Electric Mountain Visitor Centre and Dinorwig Power Station: If you're looking for a truly electrifying day out, why not visit First Hydro's Electric Mountain Visitor Centre where visitors can discover the amazing powers of hydro-electricity in an exciting, interactive and educational environment. You'll discover the amazing powers of pumped storage hydro-electricity in a totally entertaining and educational environment. Admission to the Centre is free and there is heaps of interest for visitors of all age groups. Follow this with a mini-bus trip to the power station itself. Descending deep inside ancient Elidir Mountain's labyrinth of dark and imposing tunnels, you will experience one of man's greatest engineering achievements.
Ceunant Mawr Waterfall: The Ceunant Mawr Waterfall is one of the most impressive waterfalls in Wales, yet less than a mile from Llanberis town centre.
Walks, Cycle Trails and Other Activities
Snowdon International Races: Llanberis hosts two internationally famous races: the Snowdon Race (July) - to the top of Snowdon; and the Snowdonia Marathon (October) - circumnavigating the Snowdon massif with the start and finish in Llanberis. The marathon is not as tough as it sounds as you don't actually ascend Snowdon but travel round the mountain on the roads. There is one really steep climb just in the one place you don't want it, at about 22 miles, but from then on its all downhill.
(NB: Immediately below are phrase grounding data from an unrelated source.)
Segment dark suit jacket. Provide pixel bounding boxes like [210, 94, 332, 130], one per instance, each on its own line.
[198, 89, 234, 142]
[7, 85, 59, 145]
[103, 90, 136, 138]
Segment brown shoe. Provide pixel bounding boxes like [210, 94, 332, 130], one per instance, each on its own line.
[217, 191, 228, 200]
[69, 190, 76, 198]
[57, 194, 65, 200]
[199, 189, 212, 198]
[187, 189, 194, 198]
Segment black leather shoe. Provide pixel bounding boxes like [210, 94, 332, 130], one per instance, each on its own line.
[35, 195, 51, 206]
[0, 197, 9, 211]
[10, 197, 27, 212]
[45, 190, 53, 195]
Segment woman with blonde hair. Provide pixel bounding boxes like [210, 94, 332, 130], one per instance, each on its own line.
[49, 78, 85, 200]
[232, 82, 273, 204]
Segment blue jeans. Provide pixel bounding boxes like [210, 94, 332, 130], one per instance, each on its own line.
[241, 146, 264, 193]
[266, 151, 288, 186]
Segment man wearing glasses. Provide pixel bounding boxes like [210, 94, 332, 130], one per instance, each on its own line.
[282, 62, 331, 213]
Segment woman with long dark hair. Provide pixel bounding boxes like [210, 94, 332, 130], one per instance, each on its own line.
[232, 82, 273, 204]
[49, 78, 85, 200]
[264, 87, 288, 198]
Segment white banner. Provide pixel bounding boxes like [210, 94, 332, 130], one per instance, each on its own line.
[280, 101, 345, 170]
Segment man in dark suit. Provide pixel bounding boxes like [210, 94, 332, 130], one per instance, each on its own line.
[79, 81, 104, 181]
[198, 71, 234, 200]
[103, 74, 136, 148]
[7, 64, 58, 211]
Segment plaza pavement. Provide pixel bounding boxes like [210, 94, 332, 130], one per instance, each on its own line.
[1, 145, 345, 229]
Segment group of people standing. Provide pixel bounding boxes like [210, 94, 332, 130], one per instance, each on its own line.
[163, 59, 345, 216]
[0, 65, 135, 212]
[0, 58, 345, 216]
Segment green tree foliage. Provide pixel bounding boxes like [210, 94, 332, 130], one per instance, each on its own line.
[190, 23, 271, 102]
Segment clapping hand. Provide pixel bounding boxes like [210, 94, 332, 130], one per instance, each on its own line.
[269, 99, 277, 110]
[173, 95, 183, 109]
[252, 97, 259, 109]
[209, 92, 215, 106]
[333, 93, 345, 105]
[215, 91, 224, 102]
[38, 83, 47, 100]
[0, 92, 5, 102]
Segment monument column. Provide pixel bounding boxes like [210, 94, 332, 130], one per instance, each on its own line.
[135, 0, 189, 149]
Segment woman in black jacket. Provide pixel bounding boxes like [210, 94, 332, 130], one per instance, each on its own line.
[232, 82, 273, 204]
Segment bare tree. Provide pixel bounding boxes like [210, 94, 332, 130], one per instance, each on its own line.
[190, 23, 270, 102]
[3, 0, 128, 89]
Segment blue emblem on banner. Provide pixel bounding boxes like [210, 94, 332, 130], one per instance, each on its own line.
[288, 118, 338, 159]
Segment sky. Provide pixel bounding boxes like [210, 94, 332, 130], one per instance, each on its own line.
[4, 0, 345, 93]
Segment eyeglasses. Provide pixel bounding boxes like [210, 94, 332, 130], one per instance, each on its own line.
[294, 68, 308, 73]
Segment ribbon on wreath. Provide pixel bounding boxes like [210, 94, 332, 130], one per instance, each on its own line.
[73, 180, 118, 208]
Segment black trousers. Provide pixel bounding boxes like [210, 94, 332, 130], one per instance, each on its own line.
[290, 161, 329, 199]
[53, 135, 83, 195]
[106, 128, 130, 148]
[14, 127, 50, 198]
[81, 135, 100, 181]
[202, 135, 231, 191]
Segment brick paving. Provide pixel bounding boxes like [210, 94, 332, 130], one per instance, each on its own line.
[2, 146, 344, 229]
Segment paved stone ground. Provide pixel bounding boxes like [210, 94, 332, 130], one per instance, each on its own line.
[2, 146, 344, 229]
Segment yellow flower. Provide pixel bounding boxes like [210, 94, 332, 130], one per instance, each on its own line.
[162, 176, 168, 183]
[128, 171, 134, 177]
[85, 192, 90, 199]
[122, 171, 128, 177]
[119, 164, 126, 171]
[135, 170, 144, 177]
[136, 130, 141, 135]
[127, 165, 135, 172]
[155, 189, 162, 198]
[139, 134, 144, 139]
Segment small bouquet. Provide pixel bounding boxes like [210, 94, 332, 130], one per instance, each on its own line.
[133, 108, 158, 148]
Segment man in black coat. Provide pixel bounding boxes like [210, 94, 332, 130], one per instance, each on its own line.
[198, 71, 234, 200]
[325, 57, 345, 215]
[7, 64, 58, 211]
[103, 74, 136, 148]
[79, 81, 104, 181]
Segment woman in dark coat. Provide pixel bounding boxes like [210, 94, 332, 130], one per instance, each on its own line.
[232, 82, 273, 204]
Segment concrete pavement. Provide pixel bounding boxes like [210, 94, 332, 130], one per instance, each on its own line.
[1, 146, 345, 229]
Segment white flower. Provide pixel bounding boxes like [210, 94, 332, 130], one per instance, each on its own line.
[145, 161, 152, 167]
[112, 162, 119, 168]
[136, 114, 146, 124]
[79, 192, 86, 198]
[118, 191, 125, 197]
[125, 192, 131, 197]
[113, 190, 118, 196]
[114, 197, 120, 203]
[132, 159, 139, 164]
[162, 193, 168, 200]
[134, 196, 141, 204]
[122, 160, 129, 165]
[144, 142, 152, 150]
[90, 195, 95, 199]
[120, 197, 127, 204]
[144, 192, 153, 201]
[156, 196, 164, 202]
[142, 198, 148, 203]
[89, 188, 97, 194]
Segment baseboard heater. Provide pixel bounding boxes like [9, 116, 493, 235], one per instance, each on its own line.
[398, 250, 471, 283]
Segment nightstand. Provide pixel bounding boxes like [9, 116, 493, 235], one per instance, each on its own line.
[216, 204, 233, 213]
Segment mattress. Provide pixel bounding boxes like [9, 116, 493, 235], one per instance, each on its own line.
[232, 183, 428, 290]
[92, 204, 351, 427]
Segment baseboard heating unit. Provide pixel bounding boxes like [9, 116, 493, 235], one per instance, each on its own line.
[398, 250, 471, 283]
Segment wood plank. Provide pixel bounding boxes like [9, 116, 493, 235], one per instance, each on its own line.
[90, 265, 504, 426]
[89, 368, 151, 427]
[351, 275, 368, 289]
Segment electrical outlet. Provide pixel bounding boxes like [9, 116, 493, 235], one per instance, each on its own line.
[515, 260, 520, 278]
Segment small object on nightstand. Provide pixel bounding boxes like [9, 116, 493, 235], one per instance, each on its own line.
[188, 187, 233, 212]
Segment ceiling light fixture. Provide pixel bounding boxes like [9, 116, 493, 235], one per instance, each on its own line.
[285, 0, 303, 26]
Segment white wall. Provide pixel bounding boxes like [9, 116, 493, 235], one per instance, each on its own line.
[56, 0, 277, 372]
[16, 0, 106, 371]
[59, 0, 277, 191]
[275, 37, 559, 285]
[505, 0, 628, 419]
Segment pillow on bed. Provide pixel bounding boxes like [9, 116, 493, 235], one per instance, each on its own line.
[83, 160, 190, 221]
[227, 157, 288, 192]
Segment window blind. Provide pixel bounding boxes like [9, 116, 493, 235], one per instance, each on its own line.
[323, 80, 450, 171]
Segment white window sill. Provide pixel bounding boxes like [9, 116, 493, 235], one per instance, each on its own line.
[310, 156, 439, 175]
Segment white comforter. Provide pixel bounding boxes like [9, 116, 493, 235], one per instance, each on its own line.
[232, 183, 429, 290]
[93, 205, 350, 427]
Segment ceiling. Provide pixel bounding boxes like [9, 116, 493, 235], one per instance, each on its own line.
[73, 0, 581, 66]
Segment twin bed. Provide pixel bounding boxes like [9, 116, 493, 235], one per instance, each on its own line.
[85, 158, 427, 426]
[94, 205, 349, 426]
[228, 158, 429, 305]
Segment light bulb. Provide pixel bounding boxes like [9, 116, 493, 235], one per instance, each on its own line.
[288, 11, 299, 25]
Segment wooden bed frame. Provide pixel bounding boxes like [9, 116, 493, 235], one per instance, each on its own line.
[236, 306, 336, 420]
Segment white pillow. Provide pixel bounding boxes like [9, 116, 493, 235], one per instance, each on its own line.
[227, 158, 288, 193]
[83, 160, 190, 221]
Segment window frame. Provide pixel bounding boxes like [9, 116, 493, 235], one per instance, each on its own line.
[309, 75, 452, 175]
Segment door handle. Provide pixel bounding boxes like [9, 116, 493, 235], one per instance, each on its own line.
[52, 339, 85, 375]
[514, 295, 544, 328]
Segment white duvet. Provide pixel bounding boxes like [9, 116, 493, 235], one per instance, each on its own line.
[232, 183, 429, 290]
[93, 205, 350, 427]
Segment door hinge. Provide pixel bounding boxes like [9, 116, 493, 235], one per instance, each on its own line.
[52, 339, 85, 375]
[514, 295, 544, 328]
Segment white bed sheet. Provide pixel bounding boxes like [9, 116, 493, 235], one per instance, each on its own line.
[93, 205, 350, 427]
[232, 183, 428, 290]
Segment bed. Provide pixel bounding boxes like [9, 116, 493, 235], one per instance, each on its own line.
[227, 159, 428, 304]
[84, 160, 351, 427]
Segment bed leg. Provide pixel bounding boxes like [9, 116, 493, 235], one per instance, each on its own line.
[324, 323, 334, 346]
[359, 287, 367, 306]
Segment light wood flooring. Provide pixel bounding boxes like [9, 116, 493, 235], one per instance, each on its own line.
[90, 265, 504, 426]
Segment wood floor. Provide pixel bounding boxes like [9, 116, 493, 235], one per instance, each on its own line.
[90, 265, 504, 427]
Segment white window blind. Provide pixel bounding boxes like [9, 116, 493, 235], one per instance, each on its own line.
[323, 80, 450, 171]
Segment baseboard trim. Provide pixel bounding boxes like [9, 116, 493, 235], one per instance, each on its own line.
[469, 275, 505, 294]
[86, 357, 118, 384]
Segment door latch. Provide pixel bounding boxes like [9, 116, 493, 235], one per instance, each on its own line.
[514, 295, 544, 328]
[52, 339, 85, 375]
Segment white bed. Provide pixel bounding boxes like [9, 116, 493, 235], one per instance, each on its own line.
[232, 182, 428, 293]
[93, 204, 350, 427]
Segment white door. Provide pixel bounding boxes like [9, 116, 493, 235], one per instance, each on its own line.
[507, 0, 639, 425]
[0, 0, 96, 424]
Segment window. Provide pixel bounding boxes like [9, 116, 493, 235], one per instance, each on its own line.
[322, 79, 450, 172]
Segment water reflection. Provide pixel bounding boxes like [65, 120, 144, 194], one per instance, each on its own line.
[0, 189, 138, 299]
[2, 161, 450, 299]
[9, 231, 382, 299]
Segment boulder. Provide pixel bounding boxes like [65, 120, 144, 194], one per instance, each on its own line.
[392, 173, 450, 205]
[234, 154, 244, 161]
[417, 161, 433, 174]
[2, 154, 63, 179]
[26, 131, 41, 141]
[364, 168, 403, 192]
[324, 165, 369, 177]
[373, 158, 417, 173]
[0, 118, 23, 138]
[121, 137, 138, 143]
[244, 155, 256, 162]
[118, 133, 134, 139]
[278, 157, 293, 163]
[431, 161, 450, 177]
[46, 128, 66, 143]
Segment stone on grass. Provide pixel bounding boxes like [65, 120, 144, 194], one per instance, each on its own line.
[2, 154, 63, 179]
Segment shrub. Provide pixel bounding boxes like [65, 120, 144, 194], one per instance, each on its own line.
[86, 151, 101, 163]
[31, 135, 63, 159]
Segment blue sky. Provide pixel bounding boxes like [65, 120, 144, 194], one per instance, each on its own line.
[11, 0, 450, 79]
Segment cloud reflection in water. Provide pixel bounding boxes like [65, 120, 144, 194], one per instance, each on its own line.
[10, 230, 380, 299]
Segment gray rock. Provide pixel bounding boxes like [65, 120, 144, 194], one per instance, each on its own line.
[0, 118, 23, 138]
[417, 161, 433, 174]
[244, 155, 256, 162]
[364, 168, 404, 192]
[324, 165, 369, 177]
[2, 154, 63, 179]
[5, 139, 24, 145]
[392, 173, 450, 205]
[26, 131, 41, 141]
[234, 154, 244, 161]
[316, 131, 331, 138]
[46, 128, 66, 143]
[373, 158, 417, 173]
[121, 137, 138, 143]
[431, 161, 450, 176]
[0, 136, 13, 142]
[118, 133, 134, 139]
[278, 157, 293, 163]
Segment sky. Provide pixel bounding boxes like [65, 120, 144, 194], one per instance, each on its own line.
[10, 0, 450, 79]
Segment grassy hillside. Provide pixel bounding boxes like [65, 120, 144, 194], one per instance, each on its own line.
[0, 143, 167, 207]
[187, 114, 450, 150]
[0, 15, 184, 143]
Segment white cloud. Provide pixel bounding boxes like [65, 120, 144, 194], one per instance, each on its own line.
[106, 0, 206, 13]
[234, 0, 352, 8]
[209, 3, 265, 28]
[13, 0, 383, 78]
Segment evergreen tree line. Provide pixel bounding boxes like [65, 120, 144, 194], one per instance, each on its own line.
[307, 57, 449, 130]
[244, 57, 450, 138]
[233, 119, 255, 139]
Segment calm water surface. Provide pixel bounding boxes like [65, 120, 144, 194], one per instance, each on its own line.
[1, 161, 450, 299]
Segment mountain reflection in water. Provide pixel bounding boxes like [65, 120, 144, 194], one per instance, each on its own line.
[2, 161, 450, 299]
The town also caters for other popular outdoor activities including walking, mountaineering, mountain biking, pony trekking and water sports. There are no shortages of walks in the area as evidenced by the famous walks up Snowdon itself. These include the Llanberis Path, the Pyg Track, the Miner's Track, the Watkin Path, the Rhyd Ddu Path, and the Snowdon Ranger. These offer various degrees of difficulty and I would suggest the Llanberis Path for the inexperienced walker. However if this might seem too daunting I can strongly recommend the walk around Llyn Padarn. I walked this with my wife and friends in 2010 and have to admit it was one of my favourite walks. It was a glorious autumn day, the colours were brilliant, and the views from the far side of the lake were alone worth the effort. They will not thank me for saying this, but I will say it as a guide to the grade of walk, my wife and friends were between 60 and 70 years old, were inexperienced walkers, and all managed the walk quite easily.